Mumbai: The economy will grow up to 7.5% in FY19, supported by domestic consumption, policy push, and synchronised global growth, says a Crisil report.

In the current fiscal, GDP growth is expected to be 6.5%. The Economic Survey 2018 has pegged FY19 growth at 7-7.5%.

“After two sub-par years, interjected by demonetisation and rollout of goods and services tax (GST), growth is seen recuperating to a respectable 7.5% next fiscal,” Crisil said in a report today.

The key engines supporting the upturn are largely domestic and policy-driven, though the synchronous upturn in global growth will provide some tailwind.

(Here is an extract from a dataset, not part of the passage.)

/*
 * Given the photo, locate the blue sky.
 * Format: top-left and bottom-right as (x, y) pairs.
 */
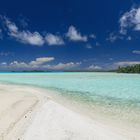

The upturn in growth will be aided partly by the low-base effect.

The report has identified four thrust vectors- resolution of stressed assets in banking, rural rejuvenation, relentless implementation of reforms and rising global growth, that will determine the extent of pick-up and its sustainability.

It said the asset quality issues plaguing public sector banks – with gross non-performing assets touching 10.5%, has reach o a point that no meaningful and sustainable economic recovery is plausible without beginning of a resolution process.

The transparent and time-bound process driven by National Company Law Tribunal (NCLT) offers hope.

While haircuts are likely to be deep, the scale and timeframe of recovery will mark a watershed for the country’s banking system.

With improving the economy and turning credit cycle, fresh slippages will moderate and NPAs will likely peak at 11% by March 2019, says the report.

It said the focus on demand and job creation through spending on rural and labour-intensive infrastructure space is likely to support growth next fiscal, and push demand in the consumer sectors.

The rating agency said the sustainability of recovery also depends on effective implementation of key reforms such as GST, the Real Estate (Regulation and Development) Act of 2016, and the Uday rolled out in the last few years.

“Each of these has the potential to be transformative in the long run, but near-term efficacy and impact, in our view, is mixed at best,” the report said.

It said global growth is gathering pace, and the momentum in global trade is expected to continue in 2018 as well.

It should buoy exports, but the pick-up is unlikely to be material, given poor local infrastructure, higher cost of capital and labour productivity issues, it said.

The rating agency said the key risks to its forecasts stem from an inability to resolve GST-related issues quickly and fiscal stress leading to a cut in capex by the government.